Corcoran includes the notion of immanent causal condition (ICC) in this work. This concept is an important consideration since the traditional philosophical intuition pronounces that once a thing (A) experiences an existential gap, A has ceased to be identical with itself. For instance, if a manuscript known as P66 is cast into the fire, but a scribe later produces another manuscript that is phenomenologically indistinguishable from P66, the common intuition is to say that the latter manuscript is a replica. However, ICC potentially accounts for a thing (A) remaining identical although it experiences gaps in existence. ICC suggests that as long as an earlier stage of pre-gap existence is causally relevant to a later stage of post-gap existence, then a thing (A) remains numerically identical. ICC further stipulates that a state (Y) must bring about changes (Z) within an object (A) rather than a numerically distinct object (B) in order for one to speak about ICC occurring within the same object.

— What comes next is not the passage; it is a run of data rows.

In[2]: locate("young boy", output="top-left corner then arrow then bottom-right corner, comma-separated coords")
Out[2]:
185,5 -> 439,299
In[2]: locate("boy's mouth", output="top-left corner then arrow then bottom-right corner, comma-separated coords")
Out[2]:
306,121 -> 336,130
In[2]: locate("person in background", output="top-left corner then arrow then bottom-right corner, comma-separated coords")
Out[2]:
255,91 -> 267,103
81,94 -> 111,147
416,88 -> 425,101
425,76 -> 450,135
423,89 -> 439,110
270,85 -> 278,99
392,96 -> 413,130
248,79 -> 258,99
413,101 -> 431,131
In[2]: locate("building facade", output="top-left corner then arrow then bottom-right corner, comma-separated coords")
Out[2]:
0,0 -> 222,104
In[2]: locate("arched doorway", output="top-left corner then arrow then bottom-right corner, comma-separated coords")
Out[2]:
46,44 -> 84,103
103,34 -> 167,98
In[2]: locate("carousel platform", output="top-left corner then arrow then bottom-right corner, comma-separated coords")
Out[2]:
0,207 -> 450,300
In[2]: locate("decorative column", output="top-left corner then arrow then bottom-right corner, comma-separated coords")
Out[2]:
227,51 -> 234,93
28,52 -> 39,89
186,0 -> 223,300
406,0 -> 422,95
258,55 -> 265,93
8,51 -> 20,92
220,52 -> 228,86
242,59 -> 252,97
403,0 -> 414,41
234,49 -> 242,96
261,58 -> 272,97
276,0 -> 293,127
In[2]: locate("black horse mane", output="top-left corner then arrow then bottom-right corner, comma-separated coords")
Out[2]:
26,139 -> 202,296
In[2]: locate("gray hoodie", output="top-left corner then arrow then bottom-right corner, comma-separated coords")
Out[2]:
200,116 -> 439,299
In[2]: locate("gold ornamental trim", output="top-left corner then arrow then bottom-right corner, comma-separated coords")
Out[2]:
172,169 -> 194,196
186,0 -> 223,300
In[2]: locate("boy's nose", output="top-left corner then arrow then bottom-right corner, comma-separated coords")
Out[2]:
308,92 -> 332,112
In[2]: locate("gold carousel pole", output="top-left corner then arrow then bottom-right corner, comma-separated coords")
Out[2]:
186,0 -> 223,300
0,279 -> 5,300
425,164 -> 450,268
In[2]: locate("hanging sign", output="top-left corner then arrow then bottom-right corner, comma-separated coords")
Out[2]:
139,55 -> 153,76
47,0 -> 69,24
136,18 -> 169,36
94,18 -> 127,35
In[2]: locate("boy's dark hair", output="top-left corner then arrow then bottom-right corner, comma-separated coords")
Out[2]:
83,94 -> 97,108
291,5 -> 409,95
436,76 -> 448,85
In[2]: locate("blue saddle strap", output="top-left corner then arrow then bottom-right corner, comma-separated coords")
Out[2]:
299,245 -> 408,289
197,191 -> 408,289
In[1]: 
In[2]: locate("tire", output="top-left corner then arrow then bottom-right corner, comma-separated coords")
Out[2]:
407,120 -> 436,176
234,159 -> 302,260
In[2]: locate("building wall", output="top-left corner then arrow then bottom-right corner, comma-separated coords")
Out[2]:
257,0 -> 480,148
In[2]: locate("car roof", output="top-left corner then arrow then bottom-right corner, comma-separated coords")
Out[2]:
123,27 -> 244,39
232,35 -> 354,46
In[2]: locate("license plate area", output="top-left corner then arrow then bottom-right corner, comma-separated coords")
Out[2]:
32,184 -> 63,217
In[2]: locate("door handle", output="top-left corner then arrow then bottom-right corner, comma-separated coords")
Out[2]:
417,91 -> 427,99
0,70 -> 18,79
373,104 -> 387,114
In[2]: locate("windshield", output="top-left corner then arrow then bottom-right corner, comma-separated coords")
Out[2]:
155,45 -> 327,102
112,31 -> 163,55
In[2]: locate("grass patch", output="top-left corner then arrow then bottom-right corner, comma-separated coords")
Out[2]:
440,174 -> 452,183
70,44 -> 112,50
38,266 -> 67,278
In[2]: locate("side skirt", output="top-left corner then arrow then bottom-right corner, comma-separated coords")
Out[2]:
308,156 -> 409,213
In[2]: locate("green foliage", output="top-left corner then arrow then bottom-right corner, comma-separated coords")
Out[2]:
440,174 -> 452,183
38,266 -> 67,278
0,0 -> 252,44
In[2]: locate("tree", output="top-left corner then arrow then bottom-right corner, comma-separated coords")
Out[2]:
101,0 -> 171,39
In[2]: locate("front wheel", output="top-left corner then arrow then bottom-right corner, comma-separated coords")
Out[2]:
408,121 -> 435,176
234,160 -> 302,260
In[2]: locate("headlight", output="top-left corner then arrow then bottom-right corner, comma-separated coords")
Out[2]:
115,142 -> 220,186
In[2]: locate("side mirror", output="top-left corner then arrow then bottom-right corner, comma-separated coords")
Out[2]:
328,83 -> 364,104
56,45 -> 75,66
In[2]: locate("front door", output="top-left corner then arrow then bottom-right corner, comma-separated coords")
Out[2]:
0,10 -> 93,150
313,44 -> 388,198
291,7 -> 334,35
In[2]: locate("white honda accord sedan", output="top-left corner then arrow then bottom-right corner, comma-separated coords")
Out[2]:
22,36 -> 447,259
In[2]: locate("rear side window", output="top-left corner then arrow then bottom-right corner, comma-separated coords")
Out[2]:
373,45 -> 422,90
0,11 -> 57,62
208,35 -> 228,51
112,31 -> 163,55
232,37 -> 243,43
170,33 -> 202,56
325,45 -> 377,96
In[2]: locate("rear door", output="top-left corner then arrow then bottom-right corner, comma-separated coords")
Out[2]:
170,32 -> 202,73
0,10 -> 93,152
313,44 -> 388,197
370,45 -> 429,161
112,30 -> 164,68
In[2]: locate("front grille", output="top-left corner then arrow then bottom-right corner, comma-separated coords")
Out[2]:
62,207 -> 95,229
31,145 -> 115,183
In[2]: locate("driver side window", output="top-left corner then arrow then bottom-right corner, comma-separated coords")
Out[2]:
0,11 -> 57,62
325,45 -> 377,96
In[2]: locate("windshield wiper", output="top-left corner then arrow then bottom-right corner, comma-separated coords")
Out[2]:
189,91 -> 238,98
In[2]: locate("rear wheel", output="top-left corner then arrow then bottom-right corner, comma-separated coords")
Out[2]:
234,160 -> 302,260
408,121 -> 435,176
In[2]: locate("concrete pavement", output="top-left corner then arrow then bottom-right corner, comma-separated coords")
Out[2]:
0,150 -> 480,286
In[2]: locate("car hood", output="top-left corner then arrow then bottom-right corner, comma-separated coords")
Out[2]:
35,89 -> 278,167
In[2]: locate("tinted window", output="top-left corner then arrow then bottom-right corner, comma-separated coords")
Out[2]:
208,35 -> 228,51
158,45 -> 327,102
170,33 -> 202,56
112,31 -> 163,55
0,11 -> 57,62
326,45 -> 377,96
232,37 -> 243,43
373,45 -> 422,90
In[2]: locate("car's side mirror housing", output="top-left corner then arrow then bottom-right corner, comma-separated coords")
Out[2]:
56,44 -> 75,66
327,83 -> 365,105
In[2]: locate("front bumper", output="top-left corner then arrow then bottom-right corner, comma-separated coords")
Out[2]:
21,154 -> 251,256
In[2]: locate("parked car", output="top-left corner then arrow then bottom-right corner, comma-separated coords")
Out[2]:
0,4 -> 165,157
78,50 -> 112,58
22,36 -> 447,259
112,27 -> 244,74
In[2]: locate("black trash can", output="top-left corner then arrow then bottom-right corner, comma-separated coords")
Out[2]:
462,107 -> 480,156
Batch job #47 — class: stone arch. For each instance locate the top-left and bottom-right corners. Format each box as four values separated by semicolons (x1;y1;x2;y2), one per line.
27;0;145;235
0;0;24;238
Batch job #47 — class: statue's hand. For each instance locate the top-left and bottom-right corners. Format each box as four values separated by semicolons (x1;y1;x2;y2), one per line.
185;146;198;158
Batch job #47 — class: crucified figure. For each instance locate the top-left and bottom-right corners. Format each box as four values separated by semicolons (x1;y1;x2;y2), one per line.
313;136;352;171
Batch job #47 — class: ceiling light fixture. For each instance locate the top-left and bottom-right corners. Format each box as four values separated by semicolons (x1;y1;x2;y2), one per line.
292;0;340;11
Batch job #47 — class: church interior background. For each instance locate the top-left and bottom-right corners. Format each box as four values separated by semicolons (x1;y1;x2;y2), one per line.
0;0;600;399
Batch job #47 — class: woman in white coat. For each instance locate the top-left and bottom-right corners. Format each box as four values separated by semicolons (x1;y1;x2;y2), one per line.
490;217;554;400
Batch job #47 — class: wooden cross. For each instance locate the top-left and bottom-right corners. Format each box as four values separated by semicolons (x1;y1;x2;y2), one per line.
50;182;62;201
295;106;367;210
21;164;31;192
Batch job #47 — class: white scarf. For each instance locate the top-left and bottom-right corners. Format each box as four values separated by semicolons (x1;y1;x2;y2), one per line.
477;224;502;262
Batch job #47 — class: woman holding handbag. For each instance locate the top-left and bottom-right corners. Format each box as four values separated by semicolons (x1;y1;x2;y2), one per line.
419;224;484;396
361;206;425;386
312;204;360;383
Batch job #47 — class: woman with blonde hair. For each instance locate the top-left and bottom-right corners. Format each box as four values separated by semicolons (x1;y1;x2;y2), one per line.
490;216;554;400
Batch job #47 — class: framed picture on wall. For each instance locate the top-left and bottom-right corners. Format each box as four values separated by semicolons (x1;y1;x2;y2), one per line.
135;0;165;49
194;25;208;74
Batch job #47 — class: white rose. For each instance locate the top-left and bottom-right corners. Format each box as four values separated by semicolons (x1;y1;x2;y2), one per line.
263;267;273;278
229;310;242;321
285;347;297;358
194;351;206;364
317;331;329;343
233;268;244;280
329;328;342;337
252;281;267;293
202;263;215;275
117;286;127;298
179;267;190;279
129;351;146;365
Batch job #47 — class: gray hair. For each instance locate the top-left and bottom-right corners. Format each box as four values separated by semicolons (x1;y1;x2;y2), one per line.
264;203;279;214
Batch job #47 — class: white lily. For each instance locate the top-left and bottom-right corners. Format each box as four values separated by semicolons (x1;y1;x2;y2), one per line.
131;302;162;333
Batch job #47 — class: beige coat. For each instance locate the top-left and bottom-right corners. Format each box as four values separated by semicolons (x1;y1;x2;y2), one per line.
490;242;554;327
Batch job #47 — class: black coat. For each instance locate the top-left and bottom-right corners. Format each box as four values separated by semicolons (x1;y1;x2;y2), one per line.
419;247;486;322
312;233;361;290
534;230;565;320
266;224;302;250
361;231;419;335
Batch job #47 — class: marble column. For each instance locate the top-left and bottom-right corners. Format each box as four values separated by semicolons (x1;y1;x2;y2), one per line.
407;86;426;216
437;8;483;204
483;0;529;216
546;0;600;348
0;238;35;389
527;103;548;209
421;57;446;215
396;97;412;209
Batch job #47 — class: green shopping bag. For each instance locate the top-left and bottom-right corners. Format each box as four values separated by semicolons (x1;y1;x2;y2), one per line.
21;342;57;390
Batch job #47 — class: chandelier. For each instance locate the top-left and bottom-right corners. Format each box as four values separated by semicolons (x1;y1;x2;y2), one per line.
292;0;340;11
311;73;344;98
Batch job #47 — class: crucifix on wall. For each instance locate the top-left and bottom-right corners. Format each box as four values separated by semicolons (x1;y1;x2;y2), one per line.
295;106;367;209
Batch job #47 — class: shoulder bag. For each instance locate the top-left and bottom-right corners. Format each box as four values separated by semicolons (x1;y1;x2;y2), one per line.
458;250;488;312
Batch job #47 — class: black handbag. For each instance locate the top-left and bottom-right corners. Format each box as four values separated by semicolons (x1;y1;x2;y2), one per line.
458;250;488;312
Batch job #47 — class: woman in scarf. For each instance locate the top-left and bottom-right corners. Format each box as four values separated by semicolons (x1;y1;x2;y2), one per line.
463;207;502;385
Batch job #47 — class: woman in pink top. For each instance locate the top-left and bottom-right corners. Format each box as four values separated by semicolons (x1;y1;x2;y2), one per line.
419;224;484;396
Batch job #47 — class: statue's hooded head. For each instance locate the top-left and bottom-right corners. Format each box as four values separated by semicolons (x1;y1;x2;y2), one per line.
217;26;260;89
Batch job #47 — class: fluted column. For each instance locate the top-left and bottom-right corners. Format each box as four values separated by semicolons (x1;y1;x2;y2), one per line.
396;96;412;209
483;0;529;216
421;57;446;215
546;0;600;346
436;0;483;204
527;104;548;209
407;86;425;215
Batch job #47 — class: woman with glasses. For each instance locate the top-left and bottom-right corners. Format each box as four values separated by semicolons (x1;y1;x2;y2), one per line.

The ICC apparatus supposedly functions as the diachronic condition of a thing: it may persist through time as a causally relevant mechanism for the biological organism. This causal condition thereby preserves the identity of A. Corcoran's book is a tightly argued work, it's accessible and he makes distinctions well. There are formally written parts to satisfy professional logicians; his work also meaningfully contributes to discussions on human nature and the study of personhood. I recommend this work for those interested in questions regarding philosophical anthropology and the post mortem condition for humans. But the approach in this work is more philosophical than biblical. While Corcoran concludes this book with scriptural passages, those seeking a biblical explanation for Christian materialism should probably consult other studies.